A Pornografia Também é Para Mulheres?

Auriculares ligados ao computador, navegação privada ativada, mil categorias à escolha. Já sabe qual é o próximo passo, certo?

Existe a ideia de que a pornografia é válida apenas enquanto faceta da expressão sexual humana e que pode não ser o flagelo sexista, destruidor de casamentos, que muitos consideram.

Ao contrário daquilo que muitos possam pensar, a pornografia não é uma temática exclusivamente pertencente ao universo masculino: existem cada vez mais pessoas do sexo feminino que procuram estes conteúdos. Porém, convenhamos que este é ainda um tema tabu entre as mulheres, tal como encontrar o prazer no próprio corpo o é também. Em conversas entre amigas ou até mesmo com o namorado ou marido, este é ainda um assunto pouco desenvolvido, que raramente se aborda de modo aprofundado. Será pelo medo do julgamento? Estaremos perante o eterno receio do “parecer mal”? Talvez falar sobre o assunto seja demasiado… “visual”?

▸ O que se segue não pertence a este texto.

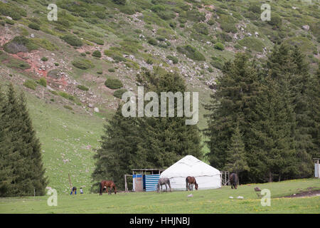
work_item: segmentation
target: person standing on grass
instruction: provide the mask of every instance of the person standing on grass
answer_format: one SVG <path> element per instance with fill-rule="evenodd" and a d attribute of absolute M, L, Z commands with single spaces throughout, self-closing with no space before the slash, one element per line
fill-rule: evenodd
<path fill-rule="evenodd" d="M 75 195 L 77 195 L 77 187 L 73 187 L 73 190 L 71 191 L 70 195 L 73 195 L 73 193 L 75 193 Z"/>

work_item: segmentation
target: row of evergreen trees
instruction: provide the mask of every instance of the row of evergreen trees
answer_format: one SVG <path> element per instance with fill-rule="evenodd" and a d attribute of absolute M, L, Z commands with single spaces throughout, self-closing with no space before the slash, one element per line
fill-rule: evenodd
<path fill-rule="evenodd" d="M 145 71 L 137 82 L 145 93 L 156 93 L 159 104 L 160 92 L 183 94 L 186 88 L 178 73 L 162 71 Z M 175 109 L 176 112 L 176 105 Z M 120 105 L 105 126 L 101 148 L 94 156 L 97 162 L 92 179 L 111 179 L 123 188 L 124 175 L 132 173 L 132 169 L 164 168 L 187 155 L 202 157 L 198 129 L 186 125 L 185 120 L 185 117 L 126 118 Z"/>
<path fill-rule="evenodd" d="M 208 114 L 211 165 L 242 182 L 310 177 L 319 157 L 320 70 L 296 47 L 277 46 L 265 63 L 237 54 L 225 64 Z"/>
<path fill-rule="evenodd" d="M 41 160 L 26 98 L 10 84 L 6 93 L 0 90 L 0 197 L 43 195 Z"/>

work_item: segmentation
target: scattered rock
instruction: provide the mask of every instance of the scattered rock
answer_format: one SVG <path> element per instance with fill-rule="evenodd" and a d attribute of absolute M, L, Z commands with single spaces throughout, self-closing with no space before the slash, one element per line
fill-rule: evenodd
<path fill-rule="evenodd" d="M 309 28 L 310 28 L 310 26 L 306 24 L 304 26 L 302 26 L 302 29 L 304 29 L 305 31 L 309 31 Z"/>

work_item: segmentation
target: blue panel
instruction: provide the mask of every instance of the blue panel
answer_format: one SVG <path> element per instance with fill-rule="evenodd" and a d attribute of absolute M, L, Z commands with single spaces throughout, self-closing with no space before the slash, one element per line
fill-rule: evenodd
<path fill-rule="evenodd" d="M 146 192 L 156 191 L 156 185 L 160 178 L 160 175 L 145 175 Z"/>

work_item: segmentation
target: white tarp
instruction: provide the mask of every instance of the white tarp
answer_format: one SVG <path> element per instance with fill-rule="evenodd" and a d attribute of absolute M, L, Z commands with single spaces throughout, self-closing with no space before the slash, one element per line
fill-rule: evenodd
<path fill-rule="evenodd" d="M 192 155 L 187 155 L 170 166 L 162 172 L 160 178 L 169 178 L 173 190 L 186 190 L 188 176 L 196 178 L 198 190 L 221 187 L 220 171 Z"/>

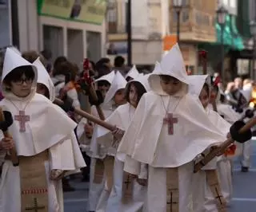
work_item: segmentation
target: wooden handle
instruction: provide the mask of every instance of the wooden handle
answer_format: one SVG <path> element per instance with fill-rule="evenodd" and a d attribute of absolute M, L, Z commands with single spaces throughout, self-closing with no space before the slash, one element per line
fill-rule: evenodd
<path fill-rule="evenodd" d="M 3 115 L 2 108 L 0 108 L 0 121 L 5 121 L 5 116 Z M 2 132 L 6 138 L 11 138 L 11 135 L 9 133 L 8 130 Z M 10 155 L 14 167 L 18 166 L 19 162 L 15 147 L 10 150 Z"/>
<path fill-rule="evenodd" d="M 62 105 L 64 104 L 64 102 L 62 100 L 61 100 L 60 99 L 55 98 L 54 100 L 54 103 L 56 103 L 58 105 Z M 78 109 L 78 108 L 74 108 L 74 112 L 78 115 L 80 115 L 81 116 L 94 122 L 96 123 L 97 124 L 110 130 L 110 131 L 114 131 L 116 129 L 116 127 L 106 122 L 103 121 L 100 119 L 98 119 L 97 117 L 95 117 L 94 116 L 92 116 L 90 114 L 89 114 L 88 112 L 86 112 L 81 109 Z"/>
<path fill-rule="evenodd" d="M 95 88 L 94 88 L 94 86 L 93 84 L 90 85 L 90 96 L 92 96 L 93 100 L 94 101 L 98 101 L 98 96 L 97 96 L 97 93 L 96 93 L 96 91 L 95 91 Z M 98 117 L 102 120 L 105 120 L 105 116 L 104 116 L 104 112 L 102 111 L 102 108 L 101 106 L 96 106 L 96 109 L 97 109 L 97 112 L 98 112 Z"/>
<path fill-rule="evenodd" d="M 224 141 L 221 145 L 216 147 L 210 151 L 202 159 L 194 165 L 194 172 L 196 173 L 200 171 L 204 166 L 206 166 L 210 161 L 211 161 L 216 155 L 220 155 L 221 152 L 224 153 L 225 150 L 234 143 L 234 139 L 228 139 Z"/>
<path fill-rule="evenodd" d="M 252 127 L 256 124 L 256 117 L 254 117 L 248 121 L 245 126 L 243 126 L 240 130 L 239 133 L 243 133 L 250 130 Z M 196 173 L 202 169 L 205 165 L 206 165 L 210 161 L 211 161 L 216 155 L 224 153 L 225 150 L 231 145 L 234 140 L 230 138 L 220 144 L 216 149 L 211 151 L 208 155 L 205 156 L 201 161 L 194 166 L 194 172 Z"/>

A verdade é que tudo isto ainda constitui uma espécie de assunto proibido. Debrucemo-nos, então, sobre a questão que não quer calar: afinal, as mulheres veem ou não pornografia? Tudo indica que sim, e não necessariamente com menos frequência do que os homens. O Pornhub, por exemplo – um dos sites mais populares a nível mundial – revelou, há alguns meses, que o público feminino constituía uma quarta parte da sua audiência global. Surpreendida?

A sexualidade é ainda reprimida pela mulher (pelo menos quando o assunto é abordar todas estas questões sem sentir que está a cometer um crime), mas a verdade é que isso não a torna menos sexual do que o homem. Esse é um dos principais estigmas que encontramos quando abordamos as diferenças de género; trata-se de uma ideia errónea, que acaba por servir, talvez, para inibir ainda mais as mulheres.

O direito ao prazer é algo transversal, é algo que é devido não só ao homem, mas também à mulher. Os tempos mudaram, e é precisamente graças à mudança social que ocorreu ao longo dos últimos anos que as mulheres começaram também a viver a sua sexualidade de outro modo e a olhar para a mesma sem sentimentos de culpa, sem se sentirem menos dignas… em suma: sem se sentirem “sujas”.

Se os tempos mudaram, se o paradigma mudou e se nos encontramos a caminhar, paulatinamente, com destino à igualdade e à desconstrução de matérias que não deveriam ser motivo de vergonha ou de censura, que tal encararmos tudo o que faz parte da biologia humana com naturalidade?

Ver pornografia não é condenável – sobretudo quando se trata de tirar partido do próprio corpo e esta se materializa num veículo para chegar ao orgasmo. E porque não? O que há de errado em tudo isso? A indústria pornográfica pode ter estado associada aos homens durante anos, mas nos dias que correm é também criada a pensar na mulher. Porque o prazer dos sentidos, esse, é um direito de todos, independentemente do género, da idade ou da religião.

Não existem motivos para a culpa, porque senti-la é estar contra si. Lembre-se que ser livre também é sentir-se mulher e sê-lo por inteiro – e isso também é ser independente ao ponto de se satisfazer sozinha. Por isso – com ou sem pornografia – seja feliz.